My name is Sophea. I live in Svay Rieng province in Cambodia with my mother, father and older brother. Every morning I wake up at 5 o’clock to start my chores and help my mother before school starts.
Each morning, I am responsible for doing the dishes and the laundry for our family. I hang up our laundry to dry and when I get home from school, I take it down and put it away. I am also responsible for helping my mother water the vegetables and for sweeping our yard to keep it clean.
Before breakfast, I make sure our BioSand filter is filled with water so we can have clean, safe water to drink for the day. My mother and I make breakfast for the family. Today, my grandfather is here with us because my father has traveled to another district to build another family a new house.
After breakfast, I get ready to go to school. I change into my uniform, comb my hair, and get my school bag loaded into my bicycle.
Today is a special day. One day a week my mother gives me money for school fees, alms for the monks, and a little money for me to spend.
On the way to school, I stop at my friend Srey Lang’s house and we ride to school together. My school is a 4 km (about 2 miles) bicycle ride from my house.

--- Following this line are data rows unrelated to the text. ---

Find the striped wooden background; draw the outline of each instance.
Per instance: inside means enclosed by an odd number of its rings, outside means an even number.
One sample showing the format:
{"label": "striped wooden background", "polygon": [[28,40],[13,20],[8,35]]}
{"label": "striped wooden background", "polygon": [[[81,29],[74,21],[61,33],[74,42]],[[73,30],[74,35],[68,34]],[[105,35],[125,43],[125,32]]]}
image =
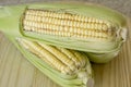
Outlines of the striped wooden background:
{"label": "striped wooden background", "polygon": [[[0,0],[0,4],[2,4],[1,2],[4,3],[3,0]],[[9,1],[9,3],[11,2]],[[129,14],[127,13],[127,15]],[[130,29],[131,23],[129,22],[129,38],[117,58],[107,64],[92,64],[95,74],[95,87],[131,87]],[[0,87],[59,86],[34,67],[0,33]]]}

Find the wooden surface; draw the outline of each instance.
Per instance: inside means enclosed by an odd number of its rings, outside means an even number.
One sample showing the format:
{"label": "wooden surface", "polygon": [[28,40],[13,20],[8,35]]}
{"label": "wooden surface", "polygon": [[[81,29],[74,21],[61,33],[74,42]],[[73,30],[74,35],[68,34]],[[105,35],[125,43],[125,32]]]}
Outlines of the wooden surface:
{"label": "wooden surface", "polygon": [[[131,23],[129,23],[131,29]],[[95,87],[131,87],[131,30],[119,55],[93,64]],[[0,87],[59,87],[32,65],[0,33]]]}

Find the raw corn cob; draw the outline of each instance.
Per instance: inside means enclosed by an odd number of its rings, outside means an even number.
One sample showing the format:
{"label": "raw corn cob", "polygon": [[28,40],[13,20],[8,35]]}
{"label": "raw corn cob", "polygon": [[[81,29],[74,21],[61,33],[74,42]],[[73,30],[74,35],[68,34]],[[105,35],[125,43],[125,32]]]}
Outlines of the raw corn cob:
{"label": "raw corn cob", "polygon": [[116,57],[127,38],[126,17],[96,4],[35,3],[4,7],[0,12],[0,28],[12,41],[25,37],[85,51],[97,63]]}
{"label": "raw corn cob", "polygon": [[[62,87],[93,87],[90,61],[83,52],[17,38],[21,50],[45,75]],[[34,57],[32,57],[34,55]]]}
{"label": "raw corn cob", "polygon": [[96,4],[35,3],[4,7],[0,12],[0,28],[9,38],[85,51],[96,63],[116,57],[127,38],[126,17]]}

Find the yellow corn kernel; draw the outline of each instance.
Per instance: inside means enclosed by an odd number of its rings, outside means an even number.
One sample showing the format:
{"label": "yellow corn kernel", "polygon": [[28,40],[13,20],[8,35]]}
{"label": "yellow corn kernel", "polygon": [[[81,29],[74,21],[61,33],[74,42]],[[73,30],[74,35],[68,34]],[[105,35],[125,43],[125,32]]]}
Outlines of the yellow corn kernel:
{"label": "yellow corn kernel", "polygon": [[[109,22],[84,15],[27,9],[23,18],[24,30],[62,37],[107,39],[114,32]],[[111,34],[109,34],[111,33]]]}
{"label": "yellow corn kernel", "polygon": [[44,45],[26,39],[19,39],[28,51],[63,74],[73,74],[86,65],[87,58],[78,51]]}

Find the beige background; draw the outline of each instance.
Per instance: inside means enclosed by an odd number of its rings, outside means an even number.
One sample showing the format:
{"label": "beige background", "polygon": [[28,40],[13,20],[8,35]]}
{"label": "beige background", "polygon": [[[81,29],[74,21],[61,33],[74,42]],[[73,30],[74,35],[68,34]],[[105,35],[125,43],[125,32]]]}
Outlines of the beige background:
{"label": "beige background", "polygon": [[[1,5],[47,0],[0,0]],[[55,1],[55,0],[48,0]],[[66,0],[62,0],[66,1]],[[67,0],[68,1],[68,0]],[[80,0],[78,0],[80,1]],[[81,0],[110,7],[131,17],[131,0]],[[129,29],[131,29],[131,23]],[[129,30],[131,33],[131,30]],[[129,33],[129,34],[130,34]],[[93,64],[95,87],[131,87],[131,35],[119,55],[107,64]],[[0,87],[59,87],[0,33]]]}

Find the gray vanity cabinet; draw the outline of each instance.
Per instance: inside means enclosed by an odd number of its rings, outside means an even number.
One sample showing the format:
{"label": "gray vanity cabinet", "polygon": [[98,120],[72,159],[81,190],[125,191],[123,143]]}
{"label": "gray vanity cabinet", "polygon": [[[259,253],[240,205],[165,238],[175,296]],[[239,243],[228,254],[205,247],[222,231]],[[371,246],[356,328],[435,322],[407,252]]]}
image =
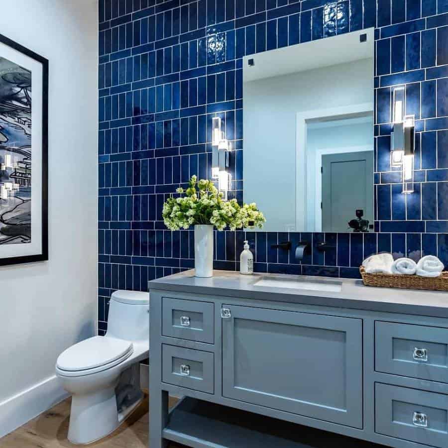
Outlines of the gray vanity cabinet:
{"label": "gray vanity cabinet", "polygon": [[448,294],[257,281],[150,282],[151,448],[448,448]]}
{"label": "gray vanity cabinet", "polygon": [[361,320],[226,305],[222,316],[223,396],[362,428]]}

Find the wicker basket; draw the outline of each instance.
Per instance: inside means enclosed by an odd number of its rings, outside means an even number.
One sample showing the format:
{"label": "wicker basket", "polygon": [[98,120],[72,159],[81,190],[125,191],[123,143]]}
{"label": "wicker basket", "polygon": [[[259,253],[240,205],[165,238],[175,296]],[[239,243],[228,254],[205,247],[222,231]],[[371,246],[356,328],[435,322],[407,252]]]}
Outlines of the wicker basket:
{"label": "wicker basket", "polygon": [[448,291],[448,271],[444,271],[440,277],[429,278],[418,275],[397,275],[395,274],[367,274],[363,266],[359,272],[366,286],[382,288],[403,288],[405,289],[427,289],[431,291]]}

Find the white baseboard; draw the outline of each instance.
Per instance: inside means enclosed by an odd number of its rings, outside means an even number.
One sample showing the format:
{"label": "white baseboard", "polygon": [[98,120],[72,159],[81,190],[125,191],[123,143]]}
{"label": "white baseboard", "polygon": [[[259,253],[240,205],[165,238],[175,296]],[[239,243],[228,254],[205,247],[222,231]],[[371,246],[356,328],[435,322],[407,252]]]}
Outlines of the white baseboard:
{"label": "white baseboard", "polygon": [[0,403],[0,439],[65,399],[55,375]]}

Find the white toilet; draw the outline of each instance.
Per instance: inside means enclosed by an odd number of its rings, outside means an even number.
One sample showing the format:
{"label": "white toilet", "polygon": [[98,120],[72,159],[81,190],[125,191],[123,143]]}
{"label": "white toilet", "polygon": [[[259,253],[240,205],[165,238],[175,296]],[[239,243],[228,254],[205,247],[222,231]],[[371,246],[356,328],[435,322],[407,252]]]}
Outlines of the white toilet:
{"label": "white toilet", "polygon": [[140,404],[139,361],[148,357],[149,295],[112,294],[108,332],[70,347],[58,358],[56,375],[72,395],[68,439],[88,444],[119,426]]}

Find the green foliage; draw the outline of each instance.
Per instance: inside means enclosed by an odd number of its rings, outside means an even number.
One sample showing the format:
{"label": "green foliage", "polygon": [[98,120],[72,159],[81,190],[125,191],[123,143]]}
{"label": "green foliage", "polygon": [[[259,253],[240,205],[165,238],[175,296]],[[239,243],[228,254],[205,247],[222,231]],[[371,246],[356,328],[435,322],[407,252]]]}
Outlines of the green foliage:
{"label": "green foliage", "polygon": [[212,181],[198,181],[192,176],[188,188],[178,188],[180,195],[171,195],[163,204],[165,225],[170,230],[187,229],[196,224],[211,224],[219,230],[228,226],[234,230],[242,227],[261,228],[266,219],[255,204],[240,207],[236,199],[225,201]]}

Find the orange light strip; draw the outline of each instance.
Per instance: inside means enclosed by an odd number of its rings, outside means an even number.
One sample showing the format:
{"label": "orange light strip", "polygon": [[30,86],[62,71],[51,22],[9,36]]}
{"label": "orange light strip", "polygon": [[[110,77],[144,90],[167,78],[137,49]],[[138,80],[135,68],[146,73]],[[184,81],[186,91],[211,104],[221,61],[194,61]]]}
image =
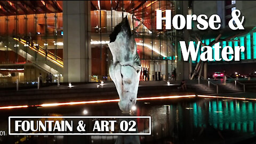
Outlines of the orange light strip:
{"label": "orange light strip", "polygon": [[[155,97],[140,98],[137,98],[137,100],[155,100],[155,99],[176,99],[176,98],[195,98],[197,96],[196,95],[169,95],[169,96],[162,96],[162,97]],[[237,100],[256,100],[256,99],[221,97],[221,96],[198,95],[197,97],[201,97],[201,98],[221,98],[221,99],[237,99]],[[93,100],[93,101],[86,101],[44,103],[44,104],[42,104],[39,105],[31,105],[29,106],[45,107],[59,106],[65,106],[65,105],[82,105],[82,104],[86,104],[86,103],[105,103],[105,102],[118,102],[119,101],[120,101],[119,99]],[[28,106],[6,106],[6,107],[0,107],[0,109],[27,108],[28,107],[29,107]]]}
{"label": "orange light strip", "polygon": [[[174,98],[188,98],[188,97],[196,97],[195,95],[163,96],[163,97],[157,97],[141,98],[137,98],[137,100],[143,100],[174,99]],[[46,104],[42,104],[39,106],[41,107],[51,107],[51,106],[63,106],[63,105],[81,105],[81,104],[86,104],[86,103],[118,102],[119,101],[120,101],[119,99],[93,100],[93,101],[77,101],[77,102],[63,102],[63,103],[46,103]]]}
{"label": "orange light strip", "polygon": [[157,1],[155,1],[154,2],[150,3],[149,4],[148,4],[146,6],[146,8],[147,8],[148,7],[149,7],[149,6],[150,6],[151,5],[152,5],[153,4],[155,3],[156,2],[157,2]]}
{"label": "orange light strip", "polygon": [[28,106],[7,106],[7,107],[0,107],[0,109],[27,108],[27,107],[28,107]]}

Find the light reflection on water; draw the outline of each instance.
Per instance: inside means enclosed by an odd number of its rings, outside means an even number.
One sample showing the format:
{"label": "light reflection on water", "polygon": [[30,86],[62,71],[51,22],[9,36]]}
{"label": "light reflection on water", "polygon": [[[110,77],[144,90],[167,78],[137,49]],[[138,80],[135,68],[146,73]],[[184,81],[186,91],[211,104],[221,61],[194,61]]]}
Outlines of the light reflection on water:
{"label": "light reflection on water", "polygon": [[[86,106],[88,116],[122,115],[117,103]],[[84,107],[28,109],[19,115],[29,112],[34,116],[49,115],[51,113],[63,116],[79,116]],[[202,98],[185,99],[176,102],[171,100],[148,100],[138,101],[137,107],[135,115],[151,116],[152,134],[140,136],[141,143],[234,143],[256,137],[256,103],[251,101]],[[14,113],[12,115],[15,116],[17,114]],[[138,131],[148,130],[141,122],[138,121]],[[4,125],[3,122],[0,124]],[[61,137],[55,137],[55,140],[63,141],[74,138]],[[117,136],[77,137],[85,139],[86,143],[113,143],[117,139]],[[3,138],[0,138],[0,143]],[[83,141],[76,142],[83,143]]]}

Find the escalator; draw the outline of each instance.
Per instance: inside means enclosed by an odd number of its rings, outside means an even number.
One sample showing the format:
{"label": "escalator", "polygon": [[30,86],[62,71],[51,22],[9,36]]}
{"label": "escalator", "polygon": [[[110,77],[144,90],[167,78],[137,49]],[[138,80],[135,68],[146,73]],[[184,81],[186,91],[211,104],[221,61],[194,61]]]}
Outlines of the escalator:
{"label": "escalator", "polygon": [[53,74],[63,74],[63,60],[34,42],[29,44],[21,38],[10,37],[9,48],[35,66]]}

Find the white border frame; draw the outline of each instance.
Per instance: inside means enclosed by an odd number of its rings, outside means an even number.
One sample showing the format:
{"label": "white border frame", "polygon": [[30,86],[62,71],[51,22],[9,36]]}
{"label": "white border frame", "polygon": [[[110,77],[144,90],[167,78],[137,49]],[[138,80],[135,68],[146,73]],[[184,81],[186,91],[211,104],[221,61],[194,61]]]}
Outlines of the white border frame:
{"label": "white border frame", "polygon": [[[11,133],[11,118],[149,118],[149,133]],[[11,135],[151,135],[151,116],[9,116],[8,121],[8,133]]]}

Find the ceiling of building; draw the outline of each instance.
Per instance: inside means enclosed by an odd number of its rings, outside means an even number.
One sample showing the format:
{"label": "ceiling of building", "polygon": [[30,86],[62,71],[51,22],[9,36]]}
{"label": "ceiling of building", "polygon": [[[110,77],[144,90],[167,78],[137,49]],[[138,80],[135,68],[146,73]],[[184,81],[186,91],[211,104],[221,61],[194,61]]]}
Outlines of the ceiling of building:
{"label": "ceiling of building", "polygon": [[165,10],[171,10],[172,12],[174,11],[172,1],[91,1],[91,10],[113,10],[134,14],[141,21],[143,18],[144,25],[150,30],[156,29],[154,23],[156,10],[161,9],[163,17]]}
{"label": "ceiling of building", "polygon": [[62,1],[0,1],[0,16],[62,12]]}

Before school starts, we help clean up the school yard, by sweeping and picking up leaves and trash that blew into the school yard over night.
At the start of each school day we line up for exercises, songs and announcements. As one of the older girls, it is my responsibility to help one of the classes of younger children line up and to help them with their exercises.
When it is time to sing, students take turns leading the singing. Today, it is my turn to lead all of the students in our songs. We sing our national anthem, a Buddhist song of worship, and our hygiene songs.
Clear Cambodia trained our teachers and provided posters and books, so our teachers could teach us how to have good hygiene and take good care of our bodies. I learned to always drink clean water from the filter, and that washing my hands with soap kills germs. I also learned to always use the latrines when I need to go to the bathroom. All of these things help me stay in school and help my family save money when I don’t get sick.
After our singing, we go to our classrooms and study.
“I really enjoy school and I want to be a Khmer language teacher when I grow up.” — Sophea
Sophea’s principal Mr. Chan Sam An says that the school’s performance has made big improvements after installing the water filter.
The school applied for the Bio-Sand filter, latrines, hand washing station, and garbage incinerator in 2014 and received them in March of 2015. The school had to contribute the materials for a shelter to protect the filter and the labor to construct it. They also had to contribute the water tank and its support structure to hold water for flushing the latrines.
Clear Cambodia also provides Principal Chan with a complete hygiene education curriculum – complete with handouts, posters and guidebooks for teachers. Clear Cambodia has also developed songs to help the children remember good hygiene habits.
The school currently has 1006 students. Half of the students go to class from 7:30am to 12pm and the other half attend class from 1pm to 5:30 pm.
In 2014, before the filter was installed, the school had a daily absence rate of 7.5%. In 2015, after the filter was installed, the daily absence rate dropped to 5.0%. In 2016, it dropped to 3.5%.
The amount of students who complete the requirements and move on to the next grade has gone up as well, with the installation of the fixtures and implementation of the hygiene curriculum. In 2014, before the program started, the pass rate was 79% over all of the grades. In 2015, it rose to 82%, and in 2016 it rose again to 85%.
The surrounding communities have noticed the changes and recently, families have begun to move into the district so that their children can attend Principal Chan’s school.
Principal Chan attributes these changes to the access to clean water and hygiene education that Clear Cambodia has provided in the community. He says that access to clean water and community hygiene education reduces the financial strain on families as well as the community. It does this by preventing diseases that take away productive work and school time and reduces the costs families pay for hospital bills.